Today is Memorial Day in the United States, which originated as a day of remembrance for Union soldiers who died in the American Civil War. (It’s also a federal holiday, so please excuse the late post!) Not too many comic book characters go back to the Civil War, but there is at least one character who participated in it, namely Wolverine. While the mainstream continuity version of Wolverine was born in the late 1880s, the film version—as shown in X-Men Origins: Wolverine—was born in 1845 and fought in the Civil War on the side of the Union.
Naturally, Wolverine didn’t die in the Civil War, so he doesn’t quite fit the bill for Memorial Day. But his Civil War veteran status raises an interesting question: could he qualify for a pension?
The Civil War marked a major expansion in military pensions with the passage of a new military pension act on July 14, 1862. However, pensions were initially only available to soldiers who had been injured or disabled in the line of duty. 17 Stat. 566-69 (1863).
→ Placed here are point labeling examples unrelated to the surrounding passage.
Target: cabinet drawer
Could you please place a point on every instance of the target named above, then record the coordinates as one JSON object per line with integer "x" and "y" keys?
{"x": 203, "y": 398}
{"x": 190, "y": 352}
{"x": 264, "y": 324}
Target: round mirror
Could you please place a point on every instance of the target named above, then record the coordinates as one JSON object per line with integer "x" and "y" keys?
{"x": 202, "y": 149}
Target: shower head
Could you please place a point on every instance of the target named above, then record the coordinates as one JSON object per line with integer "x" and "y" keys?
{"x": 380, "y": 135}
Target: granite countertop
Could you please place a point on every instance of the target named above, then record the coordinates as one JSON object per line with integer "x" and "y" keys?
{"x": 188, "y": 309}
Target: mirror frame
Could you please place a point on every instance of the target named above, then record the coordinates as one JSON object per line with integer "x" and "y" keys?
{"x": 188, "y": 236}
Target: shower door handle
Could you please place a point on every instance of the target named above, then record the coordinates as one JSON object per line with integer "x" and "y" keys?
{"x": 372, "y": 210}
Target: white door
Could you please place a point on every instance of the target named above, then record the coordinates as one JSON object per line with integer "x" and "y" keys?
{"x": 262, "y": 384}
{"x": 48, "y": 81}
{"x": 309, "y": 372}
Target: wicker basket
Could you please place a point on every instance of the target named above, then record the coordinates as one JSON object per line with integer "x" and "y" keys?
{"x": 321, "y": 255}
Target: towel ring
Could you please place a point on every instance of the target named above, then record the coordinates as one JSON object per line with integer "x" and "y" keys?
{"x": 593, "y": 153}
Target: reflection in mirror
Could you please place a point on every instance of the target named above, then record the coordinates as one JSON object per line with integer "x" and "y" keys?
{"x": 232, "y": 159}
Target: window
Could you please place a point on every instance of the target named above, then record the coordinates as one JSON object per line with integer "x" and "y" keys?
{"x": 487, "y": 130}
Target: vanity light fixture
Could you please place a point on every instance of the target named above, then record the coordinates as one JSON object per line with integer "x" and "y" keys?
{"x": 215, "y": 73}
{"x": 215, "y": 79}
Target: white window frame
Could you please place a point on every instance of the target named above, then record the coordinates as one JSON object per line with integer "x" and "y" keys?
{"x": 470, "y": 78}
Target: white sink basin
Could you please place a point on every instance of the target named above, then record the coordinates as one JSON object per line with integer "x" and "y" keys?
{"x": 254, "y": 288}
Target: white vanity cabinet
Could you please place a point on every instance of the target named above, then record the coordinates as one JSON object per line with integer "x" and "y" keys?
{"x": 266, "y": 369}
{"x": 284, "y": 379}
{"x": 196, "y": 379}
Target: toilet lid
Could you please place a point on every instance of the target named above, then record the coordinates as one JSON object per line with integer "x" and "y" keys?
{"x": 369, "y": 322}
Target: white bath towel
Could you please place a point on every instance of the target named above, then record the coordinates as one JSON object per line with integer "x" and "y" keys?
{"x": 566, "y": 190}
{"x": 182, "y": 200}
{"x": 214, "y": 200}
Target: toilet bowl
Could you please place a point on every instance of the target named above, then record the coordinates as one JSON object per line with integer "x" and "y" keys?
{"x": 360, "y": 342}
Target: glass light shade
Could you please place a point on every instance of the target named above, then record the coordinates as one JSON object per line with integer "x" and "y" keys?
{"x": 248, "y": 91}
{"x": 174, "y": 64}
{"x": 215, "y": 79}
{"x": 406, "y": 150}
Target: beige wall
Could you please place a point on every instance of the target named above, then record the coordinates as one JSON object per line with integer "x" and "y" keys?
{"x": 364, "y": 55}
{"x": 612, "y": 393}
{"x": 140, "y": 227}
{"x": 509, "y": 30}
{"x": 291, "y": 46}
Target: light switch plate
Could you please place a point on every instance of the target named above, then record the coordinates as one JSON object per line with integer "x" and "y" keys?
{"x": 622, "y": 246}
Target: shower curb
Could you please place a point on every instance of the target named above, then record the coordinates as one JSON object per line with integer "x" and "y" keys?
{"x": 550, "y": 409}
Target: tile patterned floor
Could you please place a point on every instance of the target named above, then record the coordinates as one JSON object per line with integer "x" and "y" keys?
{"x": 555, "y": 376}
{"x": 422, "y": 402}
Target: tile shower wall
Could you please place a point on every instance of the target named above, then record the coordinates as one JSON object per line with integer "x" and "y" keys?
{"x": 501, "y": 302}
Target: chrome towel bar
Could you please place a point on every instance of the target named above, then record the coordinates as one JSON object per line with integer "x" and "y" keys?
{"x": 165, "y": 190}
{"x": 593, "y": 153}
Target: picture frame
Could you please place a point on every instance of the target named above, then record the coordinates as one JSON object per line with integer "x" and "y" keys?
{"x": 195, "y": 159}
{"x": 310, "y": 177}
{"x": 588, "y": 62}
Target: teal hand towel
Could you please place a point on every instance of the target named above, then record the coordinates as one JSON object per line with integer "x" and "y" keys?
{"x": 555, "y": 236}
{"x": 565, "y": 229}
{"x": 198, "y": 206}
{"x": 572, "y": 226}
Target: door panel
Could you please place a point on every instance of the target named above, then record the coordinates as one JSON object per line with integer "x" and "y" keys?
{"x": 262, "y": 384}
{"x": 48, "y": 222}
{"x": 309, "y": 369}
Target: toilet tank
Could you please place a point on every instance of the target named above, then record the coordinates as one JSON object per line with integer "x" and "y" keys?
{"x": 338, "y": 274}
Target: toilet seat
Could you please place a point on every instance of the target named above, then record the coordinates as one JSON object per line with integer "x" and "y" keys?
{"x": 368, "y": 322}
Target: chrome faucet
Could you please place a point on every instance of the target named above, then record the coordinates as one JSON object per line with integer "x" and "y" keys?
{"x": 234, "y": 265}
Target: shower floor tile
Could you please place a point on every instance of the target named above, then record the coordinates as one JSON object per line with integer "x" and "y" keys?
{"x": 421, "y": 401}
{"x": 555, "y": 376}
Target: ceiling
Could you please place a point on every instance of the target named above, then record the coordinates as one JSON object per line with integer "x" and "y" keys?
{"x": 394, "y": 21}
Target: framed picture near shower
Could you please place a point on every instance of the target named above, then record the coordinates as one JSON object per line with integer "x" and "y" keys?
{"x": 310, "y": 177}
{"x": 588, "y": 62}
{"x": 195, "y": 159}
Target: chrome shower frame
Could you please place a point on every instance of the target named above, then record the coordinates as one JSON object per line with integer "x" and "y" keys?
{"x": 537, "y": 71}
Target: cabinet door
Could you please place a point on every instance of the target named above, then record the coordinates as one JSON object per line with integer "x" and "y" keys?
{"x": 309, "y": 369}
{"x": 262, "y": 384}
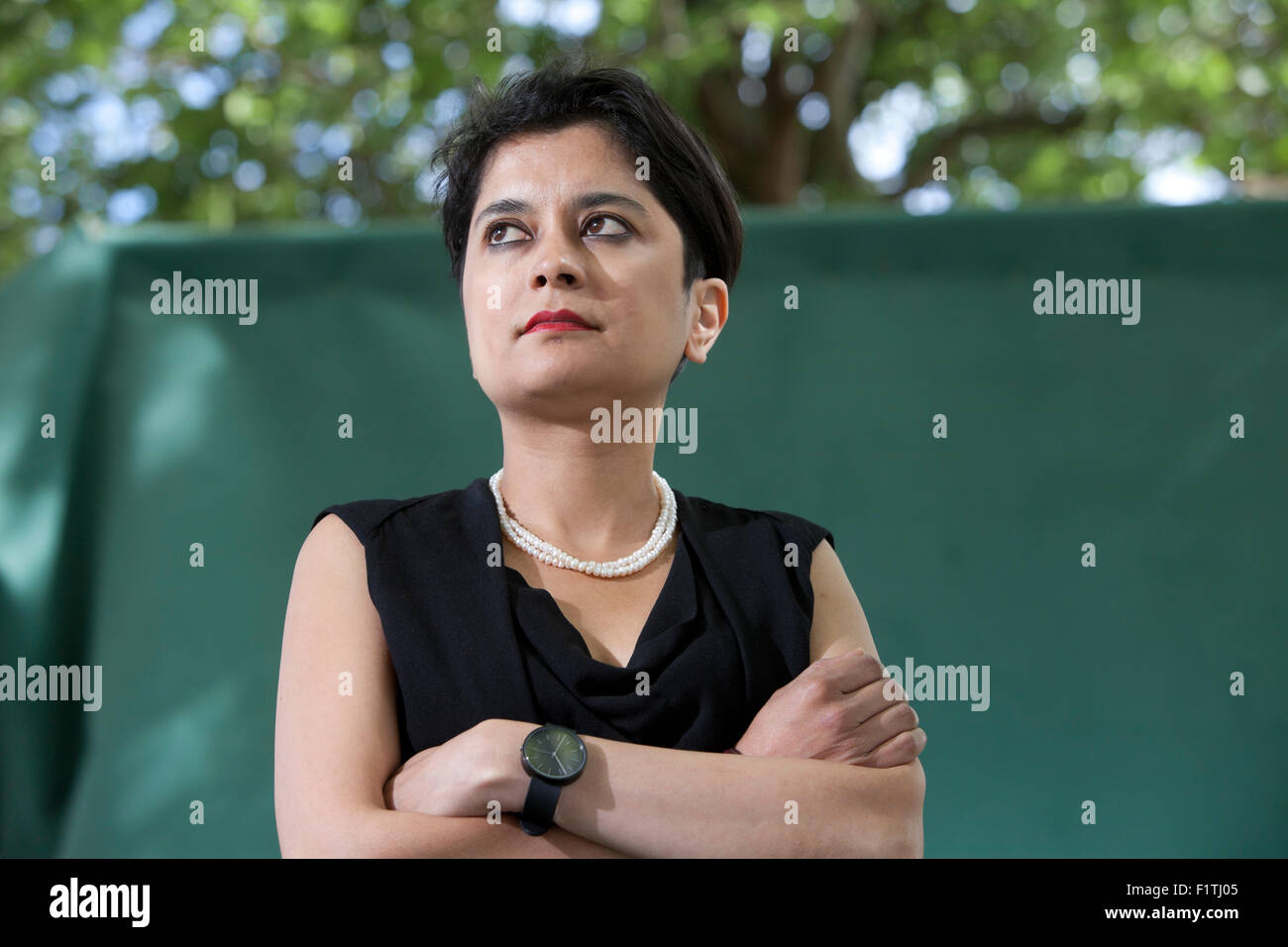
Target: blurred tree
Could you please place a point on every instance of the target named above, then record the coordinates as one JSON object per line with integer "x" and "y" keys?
{"x": 245, "y": 110}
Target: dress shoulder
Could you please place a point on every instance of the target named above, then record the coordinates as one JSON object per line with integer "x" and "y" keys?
{"x": 791, "y": 527}
{"x": 366, "y": 517}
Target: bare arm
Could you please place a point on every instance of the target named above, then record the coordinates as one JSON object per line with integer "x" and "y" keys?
{"x": 334, "y": 753}
{"x": 661, "y": 802}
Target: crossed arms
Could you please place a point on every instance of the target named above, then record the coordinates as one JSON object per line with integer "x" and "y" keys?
{"x": 823, "y": 775}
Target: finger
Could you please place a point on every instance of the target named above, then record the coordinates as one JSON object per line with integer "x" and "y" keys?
{"x": 850, "y": 672}
{"x": 893, "y": 720}
{"x": 897, "y": 751}
{"x": 870, "y": 699}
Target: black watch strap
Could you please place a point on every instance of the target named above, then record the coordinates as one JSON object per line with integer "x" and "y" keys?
{"x": 539, "y": 808}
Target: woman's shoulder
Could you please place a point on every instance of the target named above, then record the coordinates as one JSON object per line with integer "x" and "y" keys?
{"x": 368, "y": 517}
{"x": 726, "y": 519}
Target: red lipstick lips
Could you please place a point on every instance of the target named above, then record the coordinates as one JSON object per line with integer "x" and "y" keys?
{"x": 562, "y": 320}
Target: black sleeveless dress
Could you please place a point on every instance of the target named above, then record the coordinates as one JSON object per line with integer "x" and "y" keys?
{"x": 471, "y": 639}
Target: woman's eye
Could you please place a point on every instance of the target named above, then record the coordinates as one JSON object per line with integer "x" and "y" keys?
{"x": 609, "y": 219}
{"x": 492, "y": 232}
{"x": 595, "y": 227}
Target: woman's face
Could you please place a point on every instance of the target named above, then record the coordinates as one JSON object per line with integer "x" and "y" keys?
{"x": 588, "y": 237}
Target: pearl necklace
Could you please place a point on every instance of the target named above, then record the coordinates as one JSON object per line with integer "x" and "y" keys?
{"x": 553, "y": 556}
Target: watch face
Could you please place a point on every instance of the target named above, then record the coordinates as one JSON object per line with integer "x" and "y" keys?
{"x": 554, "y": 753}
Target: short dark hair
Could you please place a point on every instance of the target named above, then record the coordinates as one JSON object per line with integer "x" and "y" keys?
{"x": 684, "y": 174}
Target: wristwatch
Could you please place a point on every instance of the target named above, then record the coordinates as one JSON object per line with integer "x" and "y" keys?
{"x": 553, "y": 757}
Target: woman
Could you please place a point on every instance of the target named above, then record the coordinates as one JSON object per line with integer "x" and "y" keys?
{"x": 708, "y": 676}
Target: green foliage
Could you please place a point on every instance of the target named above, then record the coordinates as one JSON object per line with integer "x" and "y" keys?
{"x": 1216, "y": 67}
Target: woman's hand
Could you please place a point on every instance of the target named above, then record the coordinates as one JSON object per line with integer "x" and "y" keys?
{"x": 460, "y": 777}
{"x": 837, "y": 709}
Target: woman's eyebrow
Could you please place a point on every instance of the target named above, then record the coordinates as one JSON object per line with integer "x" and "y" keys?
{"x": 592, "y": 198}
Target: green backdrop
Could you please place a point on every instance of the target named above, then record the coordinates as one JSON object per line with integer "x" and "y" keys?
{"x": 1108, "y": 684}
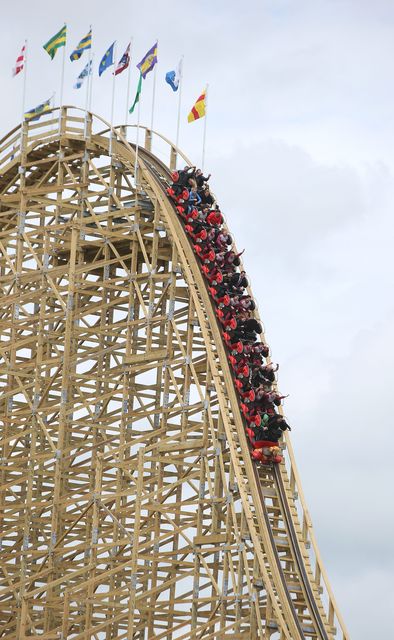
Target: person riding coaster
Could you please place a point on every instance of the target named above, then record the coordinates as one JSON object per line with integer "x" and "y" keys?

Given his healing factor, Wolverine wouldn’t qualify. The Dependent and Disability Pension Act of 1890 removed the battlefield injury requirement but still limited pensions to veterans who had become unable to perform manual labor. Once again, Wolverine is out of luck.
Finally, in 1907, the McCumber bill expanded pensions to include all Civil War veterans who served at least 90 days and were at least 62 years old. 34 Stat. 879 (1907). Born in 1845, Wolverine would qualify beginning the same year the bill was passed. Under the new law, he would collect $12/month at 62, $15/month at 70, and $20/month at 75. That $20 would be $462 in today’s money, or $5500/year. Later laws increased the pension amounts somewhat but they were never indexed to inflation.
So could Wolverine have collected that pension in perpetuity? He probably could have. The government continued to pay pensions to Civil War veterans and their families long after the war ended. Gertrude Janeway, a widow of a Civil War veteran, collected a widow’s pension until she died in 2003. As of 2009 there were still two children of Civil War veterans drawing veterans’ benefits.
On the other hand, a few hundred dollars a year hardly seems worth exposing his immortal status over, not to mention that attracting the attention of the military is probably pretty low on his list of priorities. Still, it’s nice to know that, as a veteran, Wolverine would continue to be supported for his service to the US government.